Blood_again wrote: »The only thing I have to add.
The real drop rate usually doesn't work as "50 attempts is fair to get the reward". It works as "you have 2% probability that item drops on each attempt".
It these terms there is always a probability of M successfull drops of N attempts.
For example, according to binomial formula: for 2% probability of single drop there is ~36% of 0 success after 50 attempts.
Even for 10% of single drop there is still 0.5% of 0 success after 50 attempts. That means 5 players of 1000 won't get their drop after their fair 50 kills with this rate.
That's how unfair the fair probability works.
This problem is solvable by making the item tradeable or available at Impressario.
Another way is changing the algorithm with triggering drop after some attempts whatever rate it is.
But the classical drop by rate will make some % of players unhappy anyway. Sorry.
Most of the times droprates are used because the designer wants to make players play a piece of content for a minimum amount time. They don't just want the player to do it once and never come back. Fair enough. But if you solve that problem with a simple drop rate you get many players who get the item way too early, not playing your content as much as you want to, and you get many players who don't get the item at all, becoming very frustrated. Both of these outcomes are not good.

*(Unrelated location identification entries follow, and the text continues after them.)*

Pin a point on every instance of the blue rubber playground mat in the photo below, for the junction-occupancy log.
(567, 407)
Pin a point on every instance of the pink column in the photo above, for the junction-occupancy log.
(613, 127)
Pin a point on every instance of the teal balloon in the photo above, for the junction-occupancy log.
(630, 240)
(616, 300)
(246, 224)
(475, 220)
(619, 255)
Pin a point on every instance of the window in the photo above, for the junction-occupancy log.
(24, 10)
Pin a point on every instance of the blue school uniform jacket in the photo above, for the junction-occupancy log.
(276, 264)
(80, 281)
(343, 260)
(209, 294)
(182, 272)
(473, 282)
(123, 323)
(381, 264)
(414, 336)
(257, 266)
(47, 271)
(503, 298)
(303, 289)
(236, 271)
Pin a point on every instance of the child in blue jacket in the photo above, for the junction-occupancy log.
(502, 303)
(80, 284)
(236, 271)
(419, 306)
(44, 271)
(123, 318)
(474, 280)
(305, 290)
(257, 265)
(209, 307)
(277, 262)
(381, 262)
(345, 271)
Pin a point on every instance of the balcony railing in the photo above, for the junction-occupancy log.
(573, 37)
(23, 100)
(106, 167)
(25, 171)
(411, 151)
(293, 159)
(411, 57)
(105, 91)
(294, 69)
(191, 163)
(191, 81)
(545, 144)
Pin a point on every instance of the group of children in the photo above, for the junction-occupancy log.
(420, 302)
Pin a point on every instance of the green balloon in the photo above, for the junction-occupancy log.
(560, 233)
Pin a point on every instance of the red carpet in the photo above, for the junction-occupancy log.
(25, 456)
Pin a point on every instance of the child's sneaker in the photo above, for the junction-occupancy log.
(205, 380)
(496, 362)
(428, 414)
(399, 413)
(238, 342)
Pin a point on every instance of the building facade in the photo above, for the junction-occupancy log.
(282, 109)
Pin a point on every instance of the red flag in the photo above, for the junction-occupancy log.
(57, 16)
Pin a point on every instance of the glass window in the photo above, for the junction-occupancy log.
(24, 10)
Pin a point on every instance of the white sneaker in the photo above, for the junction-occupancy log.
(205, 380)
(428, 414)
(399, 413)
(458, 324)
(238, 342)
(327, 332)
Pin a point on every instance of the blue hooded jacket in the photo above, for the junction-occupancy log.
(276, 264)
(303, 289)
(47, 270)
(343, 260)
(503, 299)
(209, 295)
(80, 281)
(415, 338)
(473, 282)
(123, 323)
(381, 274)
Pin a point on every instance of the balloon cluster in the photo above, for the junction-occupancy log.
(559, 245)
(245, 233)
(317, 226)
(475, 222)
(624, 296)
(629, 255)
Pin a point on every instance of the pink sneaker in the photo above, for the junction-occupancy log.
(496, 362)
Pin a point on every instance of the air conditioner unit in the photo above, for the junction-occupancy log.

Imho the far better design choice here would be a more catered solution, where you pick a desired number of event completions N, and then add a variance to that number and minimum and maximum cutoffs.
- Let's say you set the desired number to 35 kills. So that most players will get it around 35 kills.
- Then you add a minimum number to it, like 10. So that at 10 kills a player starts becoming eligible for the drop. This means some players will get lucky and get it after 10 or 15 kills. But they still have to do it at least 10 times.
- Then you add a maximum number to it - often dubbed a "pity timer" in game development, like 50. This means at 50 kills a player gets a guaranteed drop if they haven't gotten one yet. This removes this massive frustration for players who have gotten very unlucky and adds long-term motivation for everyone, because everyone knows its guaranteed to drop at some point.
Blood_again wrote: »
I totally agree that plain rate system makes players frustrated. It should be modified/compensated in some way.
While I love your idea of improvement, I guess that technical implementation of all these simple counters for every rare item per player would be overkill. Though it is probably doable for some small group of items, I think players would ask this system applied to more and more item types the day it is published.
Could you elaborate why you think my suggestion would be challenging to implement?
I work in software development myself, now as an executive, but I have worked as a developer in the beginning of my career. I am a professional, so to speak. But as I am always eager to learn I am willing to stay open minded as it's always possible to overlook something. Maybe you have some insight that I don't have.
Strictly speaking of course it's more complex to build a system that takes player data into account when calculating the drop. But by today's data processing standards this isn't hard or expensive to do.